Saturday, 15 November 2014

NaNoWriMo 2014 - Day 15

To say that I was perturbed by this turn of events would be an understatement of the most extreme nature.  Deeply rattled wouldn't even come close.  I'm not so sure there is a word or phrase that would adequately describe how I felt as I stumbled back to my room and fell into a chair to sit staring at my shoes in a dazed manner.

"Twenty minutes until the dinner-gong, my lord," Pond came in a few minutes later, no doubt wondering what had become of me.

"Alright," I said but didn't move.

"Are you unwell, my lord?"

"No, I suppose not."

"Can I help?" he asked, coming around in front of me to look into my face,  I suppose something in my voice alarmed him.

"I don't see how," I looked up at him.

"You can tell me about it while we're getting dressed," he put out his hand to get me out of the chair.

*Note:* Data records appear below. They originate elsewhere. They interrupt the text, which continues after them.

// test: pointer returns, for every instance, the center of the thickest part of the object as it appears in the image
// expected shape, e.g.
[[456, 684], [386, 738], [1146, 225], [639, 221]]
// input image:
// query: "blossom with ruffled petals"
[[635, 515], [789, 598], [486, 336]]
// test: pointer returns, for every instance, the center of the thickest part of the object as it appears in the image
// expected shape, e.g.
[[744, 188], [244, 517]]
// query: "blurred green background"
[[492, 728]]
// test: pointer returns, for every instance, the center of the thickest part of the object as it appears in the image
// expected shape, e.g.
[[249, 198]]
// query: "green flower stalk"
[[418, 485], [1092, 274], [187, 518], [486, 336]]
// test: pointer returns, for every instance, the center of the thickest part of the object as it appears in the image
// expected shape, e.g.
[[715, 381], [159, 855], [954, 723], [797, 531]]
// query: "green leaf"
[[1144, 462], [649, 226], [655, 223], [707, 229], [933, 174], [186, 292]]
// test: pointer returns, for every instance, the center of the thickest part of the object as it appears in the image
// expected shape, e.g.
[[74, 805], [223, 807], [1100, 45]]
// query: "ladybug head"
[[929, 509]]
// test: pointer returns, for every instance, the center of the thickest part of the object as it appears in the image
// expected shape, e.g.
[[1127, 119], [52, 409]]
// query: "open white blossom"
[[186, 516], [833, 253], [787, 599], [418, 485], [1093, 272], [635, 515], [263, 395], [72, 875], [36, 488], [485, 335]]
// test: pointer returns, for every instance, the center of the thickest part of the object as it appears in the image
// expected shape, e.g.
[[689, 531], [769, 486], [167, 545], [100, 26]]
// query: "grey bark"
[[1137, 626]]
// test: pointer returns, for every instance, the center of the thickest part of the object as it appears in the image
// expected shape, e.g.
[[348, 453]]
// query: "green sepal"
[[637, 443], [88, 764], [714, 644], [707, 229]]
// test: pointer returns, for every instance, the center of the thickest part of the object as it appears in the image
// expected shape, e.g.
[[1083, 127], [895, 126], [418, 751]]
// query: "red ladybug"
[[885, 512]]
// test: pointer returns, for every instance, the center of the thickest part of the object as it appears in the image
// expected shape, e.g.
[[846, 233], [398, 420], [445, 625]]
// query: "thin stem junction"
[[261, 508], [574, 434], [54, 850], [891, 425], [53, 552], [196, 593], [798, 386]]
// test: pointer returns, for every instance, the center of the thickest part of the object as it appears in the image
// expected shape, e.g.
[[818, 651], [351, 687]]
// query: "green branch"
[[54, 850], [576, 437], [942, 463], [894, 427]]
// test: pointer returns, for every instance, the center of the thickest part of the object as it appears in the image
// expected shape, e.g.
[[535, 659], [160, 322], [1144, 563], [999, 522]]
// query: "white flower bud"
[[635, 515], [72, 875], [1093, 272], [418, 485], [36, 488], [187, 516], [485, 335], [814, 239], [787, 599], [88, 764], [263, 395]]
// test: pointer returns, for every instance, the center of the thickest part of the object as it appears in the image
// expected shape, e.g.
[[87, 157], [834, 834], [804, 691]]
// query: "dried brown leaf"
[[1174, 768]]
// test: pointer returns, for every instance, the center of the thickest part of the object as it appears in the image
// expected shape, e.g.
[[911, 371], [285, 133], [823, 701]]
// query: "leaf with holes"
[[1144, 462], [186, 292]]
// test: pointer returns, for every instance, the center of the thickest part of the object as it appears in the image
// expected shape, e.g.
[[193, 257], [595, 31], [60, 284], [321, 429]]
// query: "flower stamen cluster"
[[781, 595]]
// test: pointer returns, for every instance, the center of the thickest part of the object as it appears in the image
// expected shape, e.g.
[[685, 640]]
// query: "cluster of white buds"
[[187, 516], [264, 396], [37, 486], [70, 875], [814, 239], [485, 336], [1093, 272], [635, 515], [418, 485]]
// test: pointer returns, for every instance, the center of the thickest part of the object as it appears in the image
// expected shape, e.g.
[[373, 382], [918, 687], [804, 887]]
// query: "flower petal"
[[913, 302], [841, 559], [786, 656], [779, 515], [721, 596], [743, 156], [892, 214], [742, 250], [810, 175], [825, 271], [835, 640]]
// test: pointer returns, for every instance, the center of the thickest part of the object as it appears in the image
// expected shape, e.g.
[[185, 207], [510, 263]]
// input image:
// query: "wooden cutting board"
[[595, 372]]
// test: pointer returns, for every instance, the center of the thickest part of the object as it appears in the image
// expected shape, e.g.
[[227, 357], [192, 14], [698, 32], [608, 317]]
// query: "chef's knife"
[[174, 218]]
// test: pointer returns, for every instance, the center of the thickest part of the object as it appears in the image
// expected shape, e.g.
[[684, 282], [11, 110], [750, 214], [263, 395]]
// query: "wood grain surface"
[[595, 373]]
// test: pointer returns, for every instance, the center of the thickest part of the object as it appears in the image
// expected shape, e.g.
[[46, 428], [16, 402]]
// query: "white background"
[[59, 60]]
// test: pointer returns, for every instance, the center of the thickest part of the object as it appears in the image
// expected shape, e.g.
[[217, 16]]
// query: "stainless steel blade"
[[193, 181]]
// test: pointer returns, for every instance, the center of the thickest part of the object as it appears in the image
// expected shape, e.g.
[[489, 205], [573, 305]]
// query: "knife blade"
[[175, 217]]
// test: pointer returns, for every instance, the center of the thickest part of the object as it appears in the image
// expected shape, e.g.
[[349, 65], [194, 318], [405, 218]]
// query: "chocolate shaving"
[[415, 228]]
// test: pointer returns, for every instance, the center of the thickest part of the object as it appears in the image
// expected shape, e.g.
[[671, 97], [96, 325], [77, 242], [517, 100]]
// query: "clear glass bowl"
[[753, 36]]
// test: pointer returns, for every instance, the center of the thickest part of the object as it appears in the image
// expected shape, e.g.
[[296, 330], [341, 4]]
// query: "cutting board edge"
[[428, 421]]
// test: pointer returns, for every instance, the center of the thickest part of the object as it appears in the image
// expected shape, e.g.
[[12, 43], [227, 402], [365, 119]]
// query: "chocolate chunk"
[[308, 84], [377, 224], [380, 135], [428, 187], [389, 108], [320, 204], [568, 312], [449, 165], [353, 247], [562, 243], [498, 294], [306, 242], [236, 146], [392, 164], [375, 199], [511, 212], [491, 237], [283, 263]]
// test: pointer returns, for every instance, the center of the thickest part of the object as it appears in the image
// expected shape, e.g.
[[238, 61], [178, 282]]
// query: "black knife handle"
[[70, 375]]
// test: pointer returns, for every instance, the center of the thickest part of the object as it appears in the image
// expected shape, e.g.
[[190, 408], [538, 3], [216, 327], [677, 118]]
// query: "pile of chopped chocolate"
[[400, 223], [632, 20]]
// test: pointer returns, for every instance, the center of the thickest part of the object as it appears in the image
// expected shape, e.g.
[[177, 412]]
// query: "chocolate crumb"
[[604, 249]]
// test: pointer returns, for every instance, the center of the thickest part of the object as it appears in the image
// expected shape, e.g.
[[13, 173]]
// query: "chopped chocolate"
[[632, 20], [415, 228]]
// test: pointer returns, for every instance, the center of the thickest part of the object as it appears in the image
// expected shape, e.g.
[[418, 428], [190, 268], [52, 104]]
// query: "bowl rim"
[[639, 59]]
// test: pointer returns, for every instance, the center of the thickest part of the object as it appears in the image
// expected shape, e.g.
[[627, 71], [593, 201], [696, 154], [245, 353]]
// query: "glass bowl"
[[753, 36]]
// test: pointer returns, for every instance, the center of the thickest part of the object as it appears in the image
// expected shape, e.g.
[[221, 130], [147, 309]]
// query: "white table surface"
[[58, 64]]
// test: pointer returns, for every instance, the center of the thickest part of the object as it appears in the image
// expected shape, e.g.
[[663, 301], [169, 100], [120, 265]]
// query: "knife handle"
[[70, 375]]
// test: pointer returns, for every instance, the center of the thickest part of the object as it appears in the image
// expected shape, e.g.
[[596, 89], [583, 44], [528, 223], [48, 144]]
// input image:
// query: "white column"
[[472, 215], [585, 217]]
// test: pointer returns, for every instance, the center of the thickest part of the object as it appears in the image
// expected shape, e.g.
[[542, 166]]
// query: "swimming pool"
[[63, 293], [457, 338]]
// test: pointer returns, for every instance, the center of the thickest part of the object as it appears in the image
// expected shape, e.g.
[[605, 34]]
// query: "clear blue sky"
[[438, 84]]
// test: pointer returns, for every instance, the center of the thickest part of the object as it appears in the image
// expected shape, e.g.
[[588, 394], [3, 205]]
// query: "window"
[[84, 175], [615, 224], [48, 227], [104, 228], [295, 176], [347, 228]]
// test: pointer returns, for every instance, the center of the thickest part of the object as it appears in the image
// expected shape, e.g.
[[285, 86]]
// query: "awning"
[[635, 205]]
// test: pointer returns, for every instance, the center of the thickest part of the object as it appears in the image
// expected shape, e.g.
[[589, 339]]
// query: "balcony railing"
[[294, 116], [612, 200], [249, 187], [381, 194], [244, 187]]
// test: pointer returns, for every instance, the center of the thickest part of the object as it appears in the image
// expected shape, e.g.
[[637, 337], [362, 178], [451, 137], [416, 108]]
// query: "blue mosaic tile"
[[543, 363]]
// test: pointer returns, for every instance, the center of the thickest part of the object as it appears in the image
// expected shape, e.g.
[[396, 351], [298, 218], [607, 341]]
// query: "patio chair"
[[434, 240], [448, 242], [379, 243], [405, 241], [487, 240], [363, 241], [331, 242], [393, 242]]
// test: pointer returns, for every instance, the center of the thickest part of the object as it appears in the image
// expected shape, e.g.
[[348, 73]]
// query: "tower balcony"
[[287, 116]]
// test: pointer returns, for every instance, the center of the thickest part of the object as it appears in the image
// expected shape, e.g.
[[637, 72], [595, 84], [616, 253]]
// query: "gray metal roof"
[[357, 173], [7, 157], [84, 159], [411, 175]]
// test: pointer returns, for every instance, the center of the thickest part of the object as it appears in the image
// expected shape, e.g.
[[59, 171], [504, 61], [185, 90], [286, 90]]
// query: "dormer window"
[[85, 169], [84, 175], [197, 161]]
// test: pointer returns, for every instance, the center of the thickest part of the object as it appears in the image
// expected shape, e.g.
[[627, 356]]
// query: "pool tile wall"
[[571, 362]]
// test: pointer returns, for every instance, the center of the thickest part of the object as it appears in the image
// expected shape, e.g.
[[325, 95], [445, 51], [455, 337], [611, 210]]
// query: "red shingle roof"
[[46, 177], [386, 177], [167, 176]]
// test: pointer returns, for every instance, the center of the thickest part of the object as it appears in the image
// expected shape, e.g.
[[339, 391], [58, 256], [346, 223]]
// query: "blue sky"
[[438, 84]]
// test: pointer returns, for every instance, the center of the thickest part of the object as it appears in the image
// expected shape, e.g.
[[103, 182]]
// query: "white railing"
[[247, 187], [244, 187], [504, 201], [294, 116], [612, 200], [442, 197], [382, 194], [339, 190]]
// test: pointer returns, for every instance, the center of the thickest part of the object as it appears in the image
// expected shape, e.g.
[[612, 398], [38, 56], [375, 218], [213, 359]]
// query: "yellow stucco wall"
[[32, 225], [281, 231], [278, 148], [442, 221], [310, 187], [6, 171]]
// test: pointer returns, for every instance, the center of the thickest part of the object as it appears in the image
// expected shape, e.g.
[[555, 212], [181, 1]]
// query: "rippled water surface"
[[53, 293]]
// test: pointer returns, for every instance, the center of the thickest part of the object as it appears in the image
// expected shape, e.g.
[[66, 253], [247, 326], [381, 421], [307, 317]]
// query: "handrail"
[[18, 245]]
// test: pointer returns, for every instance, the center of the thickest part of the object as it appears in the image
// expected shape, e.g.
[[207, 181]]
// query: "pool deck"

"I don't think I can," I said, taking his hand and standing up, "I don't think I can say it aloud."

"Shall I send word that your lordship is too ill to come down to dinner?"

"No, I guess I'll get dressed," I went into the dressing-room and started shucking out of my tweeds like a sleepwalker.  I was so shocked I couldn't even think about how shocked I was, my mind was humming like an engine, the thoughts like pistons going up and down so fast that I couldn't hear one separately from another.

I went down to the drawing-room and get a couple of cocktails in me, which seemed to slow things down enough that I was able to talk and walk around like a normal person--or so I assume, since nobody asked me if there was something wrong or if I was feeling ill, as Pond had done.  But I had no memory of walking or talking, nor of going in to dinner and eating a meal, but I must have done.

Oh, fuck it all.  Why won't people let me alone?